Na antiga União Soviética, os
enfretamentos da origem étnica fizeram-se sentir na Moldávia, Geórgia,
Azerbaijão, Armênia e Tadjiquistão. No Afeganistão, a retirada dos soviéticos
deixou quatro grupos étnicos enfrentando-se entre si e sustentados por países
vizinhos. Um pouco mais a Oeste, na Turquia, o embate armado da população de
origem curda prossegue de forma sangrenta.

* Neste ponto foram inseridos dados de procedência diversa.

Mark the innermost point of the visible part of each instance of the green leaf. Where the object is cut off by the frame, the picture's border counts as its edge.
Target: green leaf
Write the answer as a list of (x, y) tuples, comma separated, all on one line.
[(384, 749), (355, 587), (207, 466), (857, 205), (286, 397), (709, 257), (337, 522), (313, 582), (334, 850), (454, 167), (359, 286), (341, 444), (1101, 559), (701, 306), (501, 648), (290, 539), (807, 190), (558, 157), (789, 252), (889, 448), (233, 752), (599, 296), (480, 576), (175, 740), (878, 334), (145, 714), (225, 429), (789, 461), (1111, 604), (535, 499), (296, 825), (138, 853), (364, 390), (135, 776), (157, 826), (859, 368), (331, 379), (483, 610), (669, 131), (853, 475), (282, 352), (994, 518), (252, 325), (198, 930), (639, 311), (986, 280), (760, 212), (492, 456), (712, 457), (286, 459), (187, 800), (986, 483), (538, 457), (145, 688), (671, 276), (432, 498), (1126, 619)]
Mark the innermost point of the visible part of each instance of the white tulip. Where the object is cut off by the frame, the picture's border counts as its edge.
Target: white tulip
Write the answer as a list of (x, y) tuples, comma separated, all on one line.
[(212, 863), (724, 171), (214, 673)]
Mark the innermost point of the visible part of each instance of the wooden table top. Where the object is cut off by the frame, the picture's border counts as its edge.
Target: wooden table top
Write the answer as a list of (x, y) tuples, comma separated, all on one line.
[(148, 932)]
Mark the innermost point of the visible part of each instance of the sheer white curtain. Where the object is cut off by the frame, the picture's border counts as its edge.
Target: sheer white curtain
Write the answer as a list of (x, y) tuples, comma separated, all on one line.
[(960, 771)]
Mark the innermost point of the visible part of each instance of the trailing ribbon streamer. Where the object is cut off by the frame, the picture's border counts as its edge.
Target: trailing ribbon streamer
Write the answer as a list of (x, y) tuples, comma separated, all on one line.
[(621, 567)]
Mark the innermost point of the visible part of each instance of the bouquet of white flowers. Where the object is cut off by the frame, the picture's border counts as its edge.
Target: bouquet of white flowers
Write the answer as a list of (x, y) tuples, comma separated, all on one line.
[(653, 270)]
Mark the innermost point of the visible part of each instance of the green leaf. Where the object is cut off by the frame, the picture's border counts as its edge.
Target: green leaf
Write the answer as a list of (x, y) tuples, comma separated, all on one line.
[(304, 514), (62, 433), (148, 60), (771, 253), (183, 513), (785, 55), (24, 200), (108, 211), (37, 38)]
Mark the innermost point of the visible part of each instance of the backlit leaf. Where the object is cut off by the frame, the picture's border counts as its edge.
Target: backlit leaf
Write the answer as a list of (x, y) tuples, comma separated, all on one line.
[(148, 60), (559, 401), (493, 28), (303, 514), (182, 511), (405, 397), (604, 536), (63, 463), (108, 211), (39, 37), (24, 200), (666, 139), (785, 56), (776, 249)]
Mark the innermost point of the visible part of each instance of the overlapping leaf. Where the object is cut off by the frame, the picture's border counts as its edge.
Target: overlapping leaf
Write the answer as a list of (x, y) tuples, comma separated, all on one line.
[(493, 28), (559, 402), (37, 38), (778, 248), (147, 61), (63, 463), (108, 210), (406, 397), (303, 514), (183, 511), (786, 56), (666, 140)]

Os Estados criados pela mão do
colonialismo, que traçava fronteiras com total desconhecimento dos grupos
étnicos subjacentes, tornaram-se particularmente vulneráveis à força
desestabilizadora deste fenômeno. A África e o mundo árabe são testemunhas
altamente ilustrativas neste sentido.
Curiosamente, com exceção do
problema curdo no Iraque, o cenário árabe encontra-se à margem da crise dos
etnicismos desatados. A razão disso, seguramente, pode encontrar-se na resposta
internacional contra o Iraque após o desconhecimento das fronteiras
kuwaitianas, por parte de Saddan Hussein.
O problema ali é outro: o
fundamentalismo, o qual tem em comum com o fenômeno étnico a busca de uma
parcela própria do universo, que permita viver de acordo com as raízes
islâmicas. Na África, ao contrário, os problemas étnicos têm proliferado
livremente.
Ruanda e Burundi constituem casos
extremos do potencial de violência que leva consigo o tema etnia. Entre 1993 e
final de 1995, mais de 100 mil pessoas morreram no Burundi como resultado dos
massacres gerados pelo ódio étnico. Em Ruanda, 800 mil pessoas feneceram depois
do assassinato do presidente da República, em abril de 1994.
Em ambos os casos, os
enfrentamentos entre os grupos Tutsi e Hutu, comuns a ambos os países, têm sido
a causa das matanças. Já se fala do desaparecimento das fronteiras artificiais
de ambos Estados, para criar uma "Tutsilândia" e uma
"Hutulândia" que permitam a integração destas etnias em dois Estados
homogêneos
Na Libéria, uma sangrenta guerra
civil enfrenta diversas facções que se assentam em grupamentos étnicos
definidos. Verifica-se que no continente africano a identidade étnica
transformou-se em fonte de constante ameaça para a subsistência dos Estados
herdados da era colonial.
Poderíamos continuar enumerando
exemplos de guerras civis e massacres no Hemisfério Sul, porém ocorre que
também no Hemisfério Norte a sobrevivência de vários Estados encontra-se
comprometida, como resultado deste mesmo fenômeno. Canadá e Bélgica são dois
exemplos particularmente representativos. No primeiro deles, a secessão de
Quebec constitui-se em fonte de permanente preocupação para os canadenses. Na
Bélgica, coração da Europa unitária, a ancestral rivalidade entre valões e
flamengos projeta-se como uma espada de Dâmocles à subsistência desse rico
Estado.
A este curioso cenário poderemos
acrescentar a problemática do fenômeno autonomista que envolve curdos,
gauleses, escoceses, bretões, corsos, catalães, bascos etc.
*(Coronel-aviador; membro emérito do Instituto
de Geografia e História Militar do Brasil, conselheiro do Instituto
Histórico-Cultural da Aeronáutica, membro da Academia de História Militar
Terrestre do Brasil e conferencista especial da Escola Superior de Guerra).